Linux, FreeBSD, Windows even have an option to create 'bridges' linking multiple physical Ethernet interfaces together, working exactly like a real Ethernet switch would (even with VLANs and RSTP).
Methods
You can either change the MAC address of the network interface (telling the OS to use the new address for everything it transmits), or use "raw sockets" from an individual program to craft and send whatever you like, bypassing the TCP/IP stack. For the latter, use existing tools like libpcap, Scapy, or Nemesis.
On Linux,
ip link
would change the MAC address until next reboot:# ip link set eth0 down # ip link set eth0 addr ab:cd:ef:ab:cd:ef # ip link set eth0 up
Or send individual packets with scapy:
>>> send(Ether(src="ab:cd:ef:ab:cd:ef", dst="ff:ff:ff:ff:ff:ff")/IP(src="1.2.3.4", dst="3.4.5.6")/UDP(dport=9)/b"hello") Sent 1 packets.
Linux even has a "macvlan" feature to create virtual interfaces with different MACs on the same physical Ethernet card:
# ip link add fred0 link eth0 type macvlan mode private
Wi-Fi
Wi-Fi is a bit more restrictive – you cannot send individual packets with spoofed source, as APs keep track of all stations that are associated to it, and will (AFAIK) discard packets coming from any MAC address that's not in the "associated stations" list.
(This is from the perspective of a station. APs can do whatever they want – it's part of their job, after all, to send packets on behalf of wired devices.)
However, you can still set a different MAC address on the wireless interface, and use that new address for everything, starting with association/authentication to the AP.
Unlike Ethernet, though, the ability to do so depends on the specific wireless hardware and drivers (e.g. Atheros usually supports this, while some Realtek cards might not). On Linux the same ip link …
commands should work.
L2 bridging
That said, there are ways to implement layer-2 bridging with Wi-Fi (e.g. if you need to connect an entire building over a directional radio link).
(Okay, this is a bit off-topic now, but included for completeness.)
It's a little more complicated than Ethernet, since there are separate concepts of original source (host which generated the packet) and transmitter (Wi-Fi radio which transmitted the packet); similarly, receiver (Wi-Fi radio which received the packet) and final destination (host which will read/consume the packet).
For example, if computer A (e.g. a laptop) sends a packet towards computer B over WiFi, it will have such headers:
- from (original source): <address of computer A>
- to (receiving Wi-Fi radio): <address of Wi-Fi router>
- to (final destination): <address of computer B>
Notice how there's only one 'from' address, under the assumption that regular Wi-Fi stations will never send packets on behalf of some other device. This saves 6 bytes per packet.

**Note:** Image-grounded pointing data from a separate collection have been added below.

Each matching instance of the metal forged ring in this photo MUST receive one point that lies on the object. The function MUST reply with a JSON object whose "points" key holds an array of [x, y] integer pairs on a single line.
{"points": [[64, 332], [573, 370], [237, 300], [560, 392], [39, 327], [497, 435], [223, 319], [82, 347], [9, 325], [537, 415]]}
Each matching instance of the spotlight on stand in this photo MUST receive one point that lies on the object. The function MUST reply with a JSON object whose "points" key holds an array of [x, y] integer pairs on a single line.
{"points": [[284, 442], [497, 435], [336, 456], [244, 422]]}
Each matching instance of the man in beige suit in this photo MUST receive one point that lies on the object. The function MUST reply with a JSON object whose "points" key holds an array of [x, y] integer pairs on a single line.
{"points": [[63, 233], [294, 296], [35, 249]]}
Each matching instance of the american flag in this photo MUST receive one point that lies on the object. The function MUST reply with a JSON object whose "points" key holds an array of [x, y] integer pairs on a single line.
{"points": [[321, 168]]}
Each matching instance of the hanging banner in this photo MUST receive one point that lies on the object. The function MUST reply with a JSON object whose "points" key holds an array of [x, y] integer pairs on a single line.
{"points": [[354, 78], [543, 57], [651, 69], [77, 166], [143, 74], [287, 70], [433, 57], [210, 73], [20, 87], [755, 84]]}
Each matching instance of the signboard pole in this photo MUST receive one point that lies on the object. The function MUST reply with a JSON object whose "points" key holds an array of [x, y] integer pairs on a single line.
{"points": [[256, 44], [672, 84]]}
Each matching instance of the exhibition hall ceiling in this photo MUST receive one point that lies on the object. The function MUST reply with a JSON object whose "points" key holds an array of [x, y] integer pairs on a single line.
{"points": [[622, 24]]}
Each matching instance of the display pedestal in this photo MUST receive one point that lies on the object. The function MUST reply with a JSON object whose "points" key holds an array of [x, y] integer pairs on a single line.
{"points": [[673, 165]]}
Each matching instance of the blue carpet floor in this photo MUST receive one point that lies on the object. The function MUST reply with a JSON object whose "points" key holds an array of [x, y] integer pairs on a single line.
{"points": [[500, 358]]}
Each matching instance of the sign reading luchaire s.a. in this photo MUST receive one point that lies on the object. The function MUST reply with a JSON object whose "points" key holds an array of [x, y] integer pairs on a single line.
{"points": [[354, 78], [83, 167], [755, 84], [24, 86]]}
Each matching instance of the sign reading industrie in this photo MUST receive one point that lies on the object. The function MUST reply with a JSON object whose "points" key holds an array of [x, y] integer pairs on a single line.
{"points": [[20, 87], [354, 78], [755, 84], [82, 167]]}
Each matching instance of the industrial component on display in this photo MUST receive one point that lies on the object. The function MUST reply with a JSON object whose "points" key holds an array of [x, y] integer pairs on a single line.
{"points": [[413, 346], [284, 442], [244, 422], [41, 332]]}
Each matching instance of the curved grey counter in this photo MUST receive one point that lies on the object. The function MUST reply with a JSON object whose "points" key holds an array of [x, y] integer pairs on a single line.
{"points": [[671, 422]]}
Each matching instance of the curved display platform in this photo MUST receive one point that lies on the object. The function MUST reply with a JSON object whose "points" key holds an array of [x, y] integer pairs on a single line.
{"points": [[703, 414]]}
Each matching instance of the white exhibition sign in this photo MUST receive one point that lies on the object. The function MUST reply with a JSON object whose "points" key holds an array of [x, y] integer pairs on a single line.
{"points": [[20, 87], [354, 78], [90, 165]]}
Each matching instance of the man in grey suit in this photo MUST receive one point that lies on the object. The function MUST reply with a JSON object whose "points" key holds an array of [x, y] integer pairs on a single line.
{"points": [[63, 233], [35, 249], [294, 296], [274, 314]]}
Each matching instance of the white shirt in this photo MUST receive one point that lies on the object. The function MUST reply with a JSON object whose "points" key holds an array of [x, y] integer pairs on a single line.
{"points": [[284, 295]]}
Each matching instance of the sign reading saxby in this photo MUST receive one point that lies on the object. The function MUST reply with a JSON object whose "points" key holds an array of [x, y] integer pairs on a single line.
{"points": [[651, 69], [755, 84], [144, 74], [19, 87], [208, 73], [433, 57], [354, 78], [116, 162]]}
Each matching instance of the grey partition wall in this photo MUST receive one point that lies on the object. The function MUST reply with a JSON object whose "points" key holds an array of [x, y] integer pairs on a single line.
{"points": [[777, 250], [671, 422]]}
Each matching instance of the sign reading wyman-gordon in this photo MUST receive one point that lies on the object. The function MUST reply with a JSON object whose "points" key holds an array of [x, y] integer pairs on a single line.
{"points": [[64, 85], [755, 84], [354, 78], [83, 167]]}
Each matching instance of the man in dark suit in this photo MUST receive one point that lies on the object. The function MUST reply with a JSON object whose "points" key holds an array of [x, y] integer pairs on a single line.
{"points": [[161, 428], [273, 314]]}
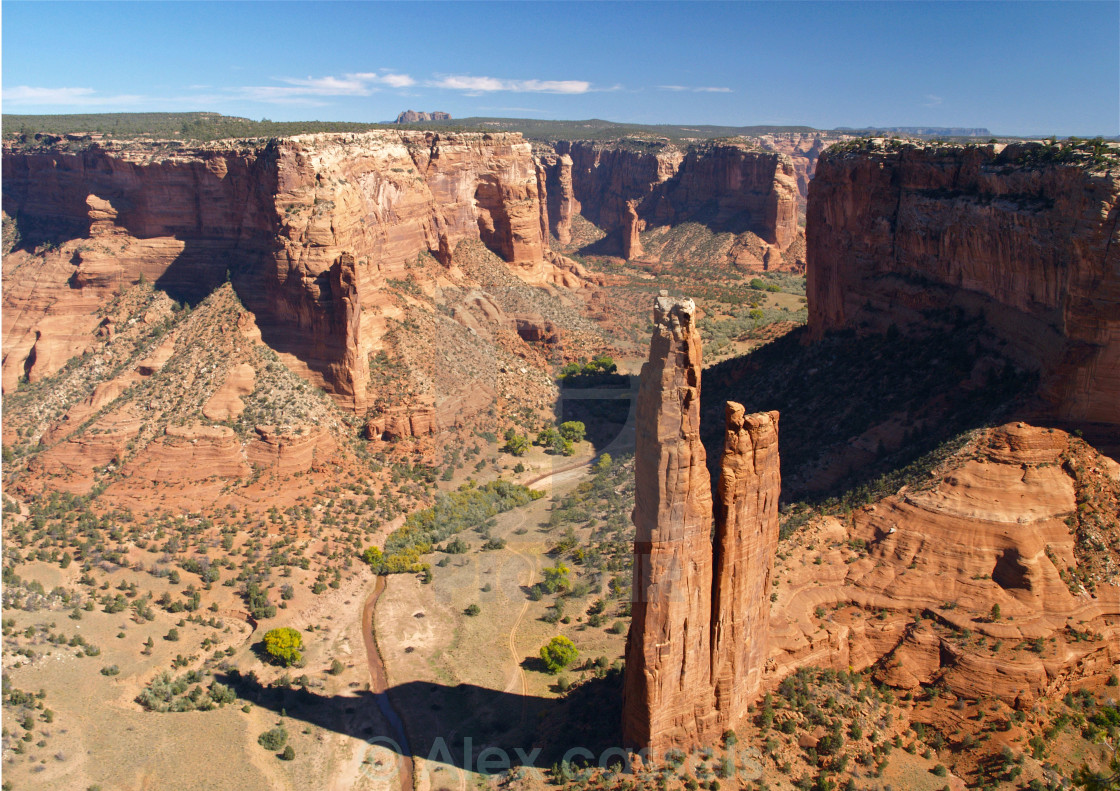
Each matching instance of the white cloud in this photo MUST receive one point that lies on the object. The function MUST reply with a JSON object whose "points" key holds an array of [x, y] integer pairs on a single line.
{"points": [[76, 96], [398, 80], [475, 86], [702, 89]]}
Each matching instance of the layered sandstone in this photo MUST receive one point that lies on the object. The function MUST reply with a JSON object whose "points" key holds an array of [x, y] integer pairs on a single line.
{"points": [[669, 645], [994, 529], [746, 541], [904, 233], [309, 230], [697, 644], [630, 187]]}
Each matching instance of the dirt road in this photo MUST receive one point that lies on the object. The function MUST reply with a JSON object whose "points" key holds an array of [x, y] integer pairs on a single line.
{"points": [[379, 685]]}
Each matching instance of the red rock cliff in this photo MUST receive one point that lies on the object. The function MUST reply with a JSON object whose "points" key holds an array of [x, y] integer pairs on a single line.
{"points": [[632, 186], [698, 638], [308, 229], [669, 643], [896, 231]]}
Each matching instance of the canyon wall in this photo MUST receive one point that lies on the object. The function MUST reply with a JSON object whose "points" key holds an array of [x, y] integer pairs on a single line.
{"points": [[697, 644], [632, 186], [308, 229], [903, 233]]}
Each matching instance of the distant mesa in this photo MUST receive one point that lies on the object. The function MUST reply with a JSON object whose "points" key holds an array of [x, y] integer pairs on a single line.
{"points": [[921, 131], [413, 117]]}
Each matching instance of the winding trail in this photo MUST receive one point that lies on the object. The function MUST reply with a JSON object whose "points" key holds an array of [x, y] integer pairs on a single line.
{"points": [[519, 672], [379, 685]]}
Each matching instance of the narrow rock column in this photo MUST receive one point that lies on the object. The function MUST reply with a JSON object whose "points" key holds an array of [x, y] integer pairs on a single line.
{"points": [[698, 640], [746, 542], [666, 689]]}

It's the reverse from AP to station – there are two 'from' addresses, "original sender" and "transmitting AP", but only one 'to' address.

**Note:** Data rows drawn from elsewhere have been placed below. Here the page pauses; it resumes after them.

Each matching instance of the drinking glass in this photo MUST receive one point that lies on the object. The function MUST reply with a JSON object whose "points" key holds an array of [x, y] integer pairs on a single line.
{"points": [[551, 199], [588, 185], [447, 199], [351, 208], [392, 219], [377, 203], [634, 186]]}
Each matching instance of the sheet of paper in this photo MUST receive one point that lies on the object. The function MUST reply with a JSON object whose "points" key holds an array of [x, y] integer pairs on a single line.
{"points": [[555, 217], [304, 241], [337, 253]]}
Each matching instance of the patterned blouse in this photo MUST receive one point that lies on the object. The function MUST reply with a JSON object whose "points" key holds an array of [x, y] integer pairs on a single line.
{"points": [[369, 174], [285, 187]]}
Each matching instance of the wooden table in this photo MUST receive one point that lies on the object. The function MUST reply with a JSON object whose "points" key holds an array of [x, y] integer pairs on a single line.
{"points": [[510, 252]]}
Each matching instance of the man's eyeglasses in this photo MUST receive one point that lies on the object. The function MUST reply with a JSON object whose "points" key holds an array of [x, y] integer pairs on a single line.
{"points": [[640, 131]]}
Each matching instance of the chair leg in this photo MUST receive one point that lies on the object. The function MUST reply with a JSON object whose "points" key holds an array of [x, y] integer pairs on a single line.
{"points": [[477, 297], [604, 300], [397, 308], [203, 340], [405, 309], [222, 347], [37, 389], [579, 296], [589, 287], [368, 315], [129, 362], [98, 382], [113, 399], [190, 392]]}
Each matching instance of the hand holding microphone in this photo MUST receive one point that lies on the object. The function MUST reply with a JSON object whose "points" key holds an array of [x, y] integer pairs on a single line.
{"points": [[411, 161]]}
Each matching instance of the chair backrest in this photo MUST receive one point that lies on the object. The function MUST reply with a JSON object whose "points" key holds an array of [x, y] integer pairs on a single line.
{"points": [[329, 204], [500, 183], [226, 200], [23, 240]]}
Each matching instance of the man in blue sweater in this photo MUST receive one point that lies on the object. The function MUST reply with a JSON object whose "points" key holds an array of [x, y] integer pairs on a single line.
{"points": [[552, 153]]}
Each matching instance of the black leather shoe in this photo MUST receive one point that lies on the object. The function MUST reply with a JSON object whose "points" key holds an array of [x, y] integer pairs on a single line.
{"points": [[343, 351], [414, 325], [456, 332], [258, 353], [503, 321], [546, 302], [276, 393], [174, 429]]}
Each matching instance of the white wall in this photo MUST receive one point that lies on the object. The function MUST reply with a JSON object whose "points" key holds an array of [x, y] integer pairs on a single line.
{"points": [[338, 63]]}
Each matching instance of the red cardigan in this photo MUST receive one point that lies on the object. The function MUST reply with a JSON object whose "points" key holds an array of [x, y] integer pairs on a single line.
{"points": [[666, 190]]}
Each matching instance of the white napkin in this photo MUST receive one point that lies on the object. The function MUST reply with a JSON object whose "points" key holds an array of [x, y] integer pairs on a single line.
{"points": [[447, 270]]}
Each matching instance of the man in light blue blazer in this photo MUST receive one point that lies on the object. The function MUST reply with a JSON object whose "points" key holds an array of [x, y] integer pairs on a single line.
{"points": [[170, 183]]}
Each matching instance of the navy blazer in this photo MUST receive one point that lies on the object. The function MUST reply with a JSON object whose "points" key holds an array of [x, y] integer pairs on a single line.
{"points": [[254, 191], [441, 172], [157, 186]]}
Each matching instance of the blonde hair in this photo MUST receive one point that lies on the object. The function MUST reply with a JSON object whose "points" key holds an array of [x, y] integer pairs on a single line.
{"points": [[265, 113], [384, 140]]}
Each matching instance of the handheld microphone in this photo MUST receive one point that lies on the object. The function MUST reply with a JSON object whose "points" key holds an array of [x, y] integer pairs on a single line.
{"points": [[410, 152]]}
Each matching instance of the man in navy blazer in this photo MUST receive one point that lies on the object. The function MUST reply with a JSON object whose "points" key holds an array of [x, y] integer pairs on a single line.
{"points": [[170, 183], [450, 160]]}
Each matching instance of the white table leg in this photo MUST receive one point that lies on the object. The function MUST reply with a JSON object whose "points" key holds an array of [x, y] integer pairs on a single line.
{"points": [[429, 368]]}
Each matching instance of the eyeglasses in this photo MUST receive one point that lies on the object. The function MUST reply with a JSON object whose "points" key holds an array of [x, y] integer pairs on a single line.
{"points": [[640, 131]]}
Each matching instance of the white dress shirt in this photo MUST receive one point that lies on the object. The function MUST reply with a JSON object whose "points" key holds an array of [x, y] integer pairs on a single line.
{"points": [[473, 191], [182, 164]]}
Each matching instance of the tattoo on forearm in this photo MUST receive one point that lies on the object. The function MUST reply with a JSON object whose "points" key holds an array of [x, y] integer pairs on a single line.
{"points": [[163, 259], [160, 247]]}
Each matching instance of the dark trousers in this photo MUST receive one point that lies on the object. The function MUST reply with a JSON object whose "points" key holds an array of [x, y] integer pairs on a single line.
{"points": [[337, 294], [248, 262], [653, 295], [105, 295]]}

So when you need to bridge two Ethernet networks over Wi-Fi, you need the "WDS" aka "4addr" mode, which causes all four addresses – two sources and two destinations – to be sent along with every Wi-Fi frame. The support for this varies. On Linux you can do this through iw
.
Note that WDS/4addr mode must be enabled on both ends.
L2 NAT
Some systems – such as VirtualBox, or Ubiquiti airMAX radios (when configured as a station without WDS), or OpenWRT in the same configuration – support MAC address translation: masquerading multiple clients between the station's own MAC address, much like IPv4 NAT but at a lower level. This works without any configuration and might be more efficient; it does however create problems if something like a DHCP server relies on clients' MAC addresses being different.

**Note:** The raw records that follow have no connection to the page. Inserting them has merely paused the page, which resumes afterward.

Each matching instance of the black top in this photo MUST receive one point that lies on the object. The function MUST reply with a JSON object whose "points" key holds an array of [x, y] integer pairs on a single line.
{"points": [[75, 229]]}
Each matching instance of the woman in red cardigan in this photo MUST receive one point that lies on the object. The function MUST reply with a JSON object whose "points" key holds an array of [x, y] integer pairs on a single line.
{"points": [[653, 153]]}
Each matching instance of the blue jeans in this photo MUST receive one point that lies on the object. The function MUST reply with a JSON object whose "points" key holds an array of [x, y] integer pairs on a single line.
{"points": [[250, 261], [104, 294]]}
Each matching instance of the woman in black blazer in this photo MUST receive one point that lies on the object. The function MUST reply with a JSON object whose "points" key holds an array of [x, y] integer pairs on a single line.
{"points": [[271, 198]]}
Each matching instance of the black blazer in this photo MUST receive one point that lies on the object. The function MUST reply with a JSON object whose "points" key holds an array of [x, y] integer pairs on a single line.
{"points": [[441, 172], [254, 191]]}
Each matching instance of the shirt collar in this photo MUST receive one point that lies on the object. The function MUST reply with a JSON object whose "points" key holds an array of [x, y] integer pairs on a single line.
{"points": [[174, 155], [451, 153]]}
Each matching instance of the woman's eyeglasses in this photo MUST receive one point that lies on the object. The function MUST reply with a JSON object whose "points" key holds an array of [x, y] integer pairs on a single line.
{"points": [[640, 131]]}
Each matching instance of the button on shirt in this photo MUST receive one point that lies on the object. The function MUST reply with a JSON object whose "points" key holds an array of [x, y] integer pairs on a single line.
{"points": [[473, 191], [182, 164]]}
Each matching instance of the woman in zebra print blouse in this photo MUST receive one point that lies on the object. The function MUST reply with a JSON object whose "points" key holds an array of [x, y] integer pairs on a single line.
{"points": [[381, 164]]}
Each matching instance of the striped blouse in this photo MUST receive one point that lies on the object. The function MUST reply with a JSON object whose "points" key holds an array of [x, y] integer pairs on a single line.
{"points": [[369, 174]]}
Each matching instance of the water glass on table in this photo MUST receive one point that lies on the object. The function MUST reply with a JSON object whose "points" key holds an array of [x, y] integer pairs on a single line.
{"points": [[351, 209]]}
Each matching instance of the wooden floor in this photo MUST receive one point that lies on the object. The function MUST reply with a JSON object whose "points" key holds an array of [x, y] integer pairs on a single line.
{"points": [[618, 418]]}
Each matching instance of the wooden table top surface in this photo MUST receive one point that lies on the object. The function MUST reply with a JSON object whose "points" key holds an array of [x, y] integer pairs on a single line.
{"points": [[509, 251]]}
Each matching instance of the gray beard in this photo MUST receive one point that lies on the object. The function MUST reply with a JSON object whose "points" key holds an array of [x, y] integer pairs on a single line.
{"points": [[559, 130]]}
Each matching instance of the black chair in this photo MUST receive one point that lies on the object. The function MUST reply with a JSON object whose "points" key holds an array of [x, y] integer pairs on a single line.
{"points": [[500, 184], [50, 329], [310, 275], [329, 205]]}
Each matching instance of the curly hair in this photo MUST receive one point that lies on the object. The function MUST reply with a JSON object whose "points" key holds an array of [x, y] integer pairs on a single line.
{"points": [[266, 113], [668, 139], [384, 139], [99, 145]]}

(This is actually the opposite of what we started with – multiple devices behind one MAC, instead of one device with multiple MACs – so let's stop here.)
Bluetooth
I'm not sure about Bluetooth. AFAIK, most adapters will not let you change nor otherwise spoof their MAC address, since it is the only addressing method used by all communications – devices recognize each other by their MAC addresses, and store link keys based on the MAC address... Anyway. Not my area.